Explaining his opposition to secondary ticketing, Bestival chief and AIF co-founder Rob da Bank told CMU: “The whole secondary ticketing situation does make me really angry, mostly because I just don’t feel many of the people paying vastly inflated prices actually understand the mechanics behind it, and secondly because the people profiting are doing so driven by pure greed. For me music has never been about money and there’s a sharp divide between those in the music business purely for profit and those who are in it for the love of music. The festivals who say they’ve sold out while blatantly putting hundreds or thousands of tickets on a secondary seller are just plain dishonest”.

Meanwhile Dan Silver of Value Added Talent, who represents the likes of Orbital and Alabama 3 in the live space, said: “As representatives of the artists and acting as their officially appointed ambassadors to their fans, VAT will continue to resist strongly the efforts by unconnected third parties to profit from ticket sales as middlemen, and will always seek to sell to fans at the lowest possible transaction charges – which we would like to stress are not shared in any way with the creators of value, the artists themselves”.

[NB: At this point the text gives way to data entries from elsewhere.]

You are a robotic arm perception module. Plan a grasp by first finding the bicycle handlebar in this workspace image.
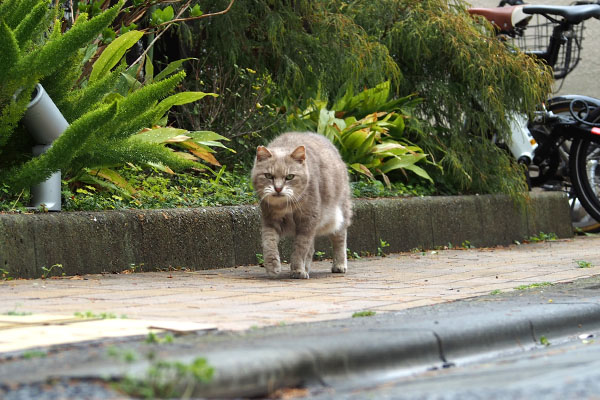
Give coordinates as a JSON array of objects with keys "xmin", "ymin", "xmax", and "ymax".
[{"xmin": 522, "ymin": 4, "xmax": 600, "ymax": 25}]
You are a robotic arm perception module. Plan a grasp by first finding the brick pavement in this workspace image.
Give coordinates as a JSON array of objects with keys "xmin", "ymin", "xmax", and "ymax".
[{"xmin": 0, "ymin": 236, "xmax": 600, "ymax": 352}]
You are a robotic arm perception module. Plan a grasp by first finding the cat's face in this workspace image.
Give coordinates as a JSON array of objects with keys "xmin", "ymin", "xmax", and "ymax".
[{"xmin": 252, "ymin": 146, "xmax": 308, "ymax": 206}]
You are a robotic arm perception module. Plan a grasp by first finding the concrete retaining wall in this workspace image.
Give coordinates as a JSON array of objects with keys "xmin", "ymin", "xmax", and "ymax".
[{"xmin": 0, "ymin": 192, "xmax": 573, "ymax": 278}]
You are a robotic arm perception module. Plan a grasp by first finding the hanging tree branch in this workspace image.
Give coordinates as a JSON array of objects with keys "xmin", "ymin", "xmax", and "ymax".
[{"xmin": 128, "ymin": 0, "xmax": 235, "ymax": 70}]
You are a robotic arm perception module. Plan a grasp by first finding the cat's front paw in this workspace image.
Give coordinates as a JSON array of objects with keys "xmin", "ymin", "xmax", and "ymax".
[
  {"xmin": 265, "ymin": 263, "xmax": 281, "ymax": 277},
  {"xmin": 290, "ymin": 271, "xmax": 308, "ymax": 279},
  {"xmin": 331, "ymin": 264, "xmax": 348, "ymax": 274}
]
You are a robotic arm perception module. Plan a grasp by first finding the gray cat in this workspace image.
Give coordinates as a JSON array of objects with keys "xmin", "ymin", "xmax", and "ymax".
[{"xmin": 252, "ymin": 132, "xmax": 352, "ymax": 279}]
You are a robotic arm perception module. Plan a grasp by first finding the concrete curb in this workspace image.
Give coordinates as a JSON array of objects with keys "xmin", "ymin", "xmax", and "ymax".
[
  {"xmin": 0, "ymin": 288, "xmax": 600, "ymax": 398},
  {"xmin": 0, "ymin": 192, "xmax": 573, "ymax": 278},
  {"xmin": 184, "ymin": 298, "xmax": 600, "ymax": 397}
]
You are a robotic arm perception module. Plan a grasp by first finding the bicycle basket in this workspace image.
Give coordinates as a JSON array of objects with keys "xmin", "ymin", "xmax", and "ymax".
[{"xmin": 512, "ymin": 14, "xmax": 584, "ymax": 79}]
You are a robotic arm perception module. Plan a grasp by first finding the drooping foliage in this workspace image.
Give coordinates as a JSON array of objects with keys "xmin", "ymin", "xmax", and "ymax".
[
  {"xmin": 152, "ymin": 0, "xmax": 551, "ymax": 197},
  {"xmin": 0, "ymin": 0, "xmax": 225, "ymax": 192},
  {"xmin": 336, "ymin": 0, "xmax": 552, "ymax": 193}
]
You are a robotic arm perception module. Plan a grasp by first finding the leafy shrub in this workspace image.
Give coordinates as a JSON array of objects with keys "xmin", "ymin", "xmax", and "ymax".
[
  {"xmin": 290, "ymin": 82, "xmax": 432, "ymax": 186},
  {"xmin": 0, "ymin": 0, "xmax": 225, "ymax": 198}
]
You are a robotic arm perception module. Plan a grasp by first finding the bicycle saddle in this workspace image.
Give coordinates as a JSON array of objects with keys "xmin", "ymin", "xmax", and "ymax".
[
  {"xmin": 523, "ymin": 4, "xmax": 600, "ymax": 24},
  {"xmin": 468, "ymin": 6, "xmax": 531, "ymax": 32}
]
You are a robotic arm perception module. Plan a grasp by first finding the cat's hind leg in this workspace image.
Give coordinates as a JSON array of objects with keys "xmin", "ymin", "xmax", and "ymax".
[
  {"xmin": 304, "ymin": 241, "xmax": 315, "ymax": 274},
  {"xmin": 329, "ymin": 228, "xmax": 348, "ymax": 274},
  {"xmin": 290, "ymin": 233, "xmax": 315, "ymax": 279},
  {"xmin": 262, "ymin": 226, "xmax": 281, "ymax": 276}
]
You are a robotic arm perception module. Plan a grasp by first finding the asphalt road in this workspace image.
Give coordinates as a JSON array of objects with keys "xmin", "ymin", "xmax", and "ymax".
[
  {"xmin": 312, "ymin": 332, "xmax": 600, "ymax": 400},
  {"xmin": 0, "ymin": 277, "xmax": 600, "ymax": 400}
]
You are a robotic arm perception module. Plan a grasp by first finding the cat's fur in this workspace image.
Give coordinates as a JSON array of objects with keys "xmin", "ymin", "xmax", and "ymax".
[{"xmin": 252, "ymin": 132, "xmax": 352, "ymax": 278}]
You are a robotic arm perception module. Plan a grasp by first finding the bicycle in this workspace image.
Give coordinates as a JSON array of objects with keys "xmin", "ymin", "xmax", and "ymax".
[{"xmin": 469, "ymin": 0, "xmax": 600, "ymax": 231}]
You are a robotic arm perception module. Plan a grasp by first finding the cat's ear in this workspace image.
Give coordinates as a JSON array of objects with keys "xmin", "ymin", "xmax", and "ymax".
[
  {"xmin": 290, "ymin": 146, "xmax": 306, "ymax": 163},
  {"xmin": 256, "ymin": 146, "xmax": 272, "ymax": 161}
]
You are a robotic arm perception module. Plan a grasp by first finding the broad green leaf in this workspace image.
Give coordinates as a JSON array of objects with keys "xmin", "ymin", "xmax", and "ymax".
[
  {"xmin": 147, "ymin": 162, "xmax": 175, "ymax": 175},
  {"xmin": 190, "ymin": 4, "xmax": 204, "ymax": 17},
  {"xmin": 371, "ymin": 142, "xmax": 408, "ymax": 154},
  {"xmin": 186, "ymin": 131, "xmax": 229, "ymax": 141},
  {"xmin": 179, "ymin": 141, "xmax": 221, "ymax": 166},
  {"xmin": 130, "ymin": 127, "xmax": 190, "ymax": 143},
  {"xmin": 350, "ymin": 163, "xmax": 375, "ymax": 179},
  {"xmin": 404, "ymin": 164, "xmax": 433, "ymax": 183},
  {"xmin": 144, "ymin": 54, "xmax": 154, "ymax": 83},
  {"xmin": 89, "ymin": 31, "xmax": 144, "ymax": 83},
  {"xmin": 158, "ymin": 92, "xmax": 218, "ymax": 113},
  {"xmin": 89, "ymin": 168, "xmax": 136, "ymax": 194}
]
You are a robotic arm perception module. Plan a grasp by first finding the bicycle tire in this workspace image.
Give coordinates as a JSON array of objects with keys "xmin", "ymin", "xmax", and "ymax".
[{"xmin": 569, "ymin": 136, "xmax": 600, "ymax": 221}]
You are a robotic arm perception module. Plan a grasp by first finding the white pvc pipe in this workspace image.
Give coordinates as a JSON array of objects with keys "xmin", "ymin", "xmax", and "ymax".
[{"xmin": 23, "ymin": 84, "xmax": 69, "ymax": 211}]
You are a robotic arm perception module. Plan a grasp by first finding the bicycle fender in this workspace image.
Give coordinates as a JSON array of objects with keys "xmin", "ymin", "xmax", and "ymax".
[{"xmin": 546, "ymin": 94, "xmax": 600, "ymax": 109}]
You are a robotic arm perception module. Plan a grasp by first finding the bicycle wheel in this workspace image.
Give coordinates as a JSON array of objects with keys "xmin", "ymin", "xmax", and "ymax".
[{"xmin": 569, "ymin": 136, "xmax": 600, "ymax": 221}]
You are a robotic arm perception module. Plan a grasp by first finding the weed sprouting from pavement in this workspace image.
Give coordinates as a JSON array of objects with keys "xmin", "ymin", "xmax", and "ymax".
[
  {"xmin": 352, "ymin": 311, "xmax": 376, "ymax": 318},
  {"xmin": 73, "ymin": 311, "xmax": 127, "ymax": 319},
  {"xmin": 42, "ymin": 264, "xmax": 65, "ymax": 279},
  {"xmin": 527, "ymin": 232, "xmax": 558, "ymax": 243},
  {"xmin": 377, "ymin": 239, "xmax": 390, "ymax": 257},
  {"xmin": 115, "ymin": 358, "xmax": 214, "ymax": 399},
  {"xmin": 515, "ymin": 282, "xmax": 554, "ymax": 290},
  {"xmin": 575, "ymin": 260, "xmax": 592, "ymax": 268},
  {"xmin": 21, "ymin": 350, "xmax": 48, "ymax": 360},
  {"xmin": 145, "ymin": 332, "xmax": 175, "ymax": 344}
]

Whether an albeit strongly worded statement from a consortium of artists, festivals and music business players as credible of this will really make any impact on the secondary ticketing phenomenon remains to be seen. Wherever fans are desperate to get into in-demand shows, and are able and willing to pay over the odds to do so, there will presumably be touts willing to provide that service.

As previously reported, the most recent proposals to regulate secondary ticketing have come from Sharon Hodgson MP, who has proposed a 10% cap on mark ups, though such proposals are not currently high up the government agenda.

Others, including former Culture Minister Jeremy Hunt, have suggested that new ticketing technology that more closely links a ticket to its buyer could be a better solution, though in an opinion piece earlier this summer Festival Republic chief Melvin Benn said that approach wasn’t desirable, and Radiohead were recently criticised for a paperless ticketing solution that meant that legitimate fans now unable to attend a show couldn’t sell them on, or even given them away. The Radiohead approach, where only the credit card holder could pick up tickets, and only on the day of the gig, also makes it hard to gift tickets.

Anyway, here is the AIF Fair Ticketing Charter in full…

– We the undersigned believe that the growth of ticket-touting online – so-called ‘secondary ticketing’ – is bad for fans and bad for live entertainment.
– Ticket touting means real fans are deprived of the opportunity to attend events and see artists they love while speculators cash in.
– We believe there are strong arguments for legislation to curb the activities of unofficial ticket-sellers.
– Until such legislation is enacted we believe the entire live entertainment industry should further increase its efforts to protect fans.
– We affirm that we will be transparent with the pricing and distribution of tickets for events that we control.
– We restate our commitment to adopting ticketing processes and technologies which ensure tickets reach the hands of real fans rather than touts.
– We call on secondary ticket sellers to cease and desist selling tickets for events we control.
– We call on consumers to boycott ticket touts.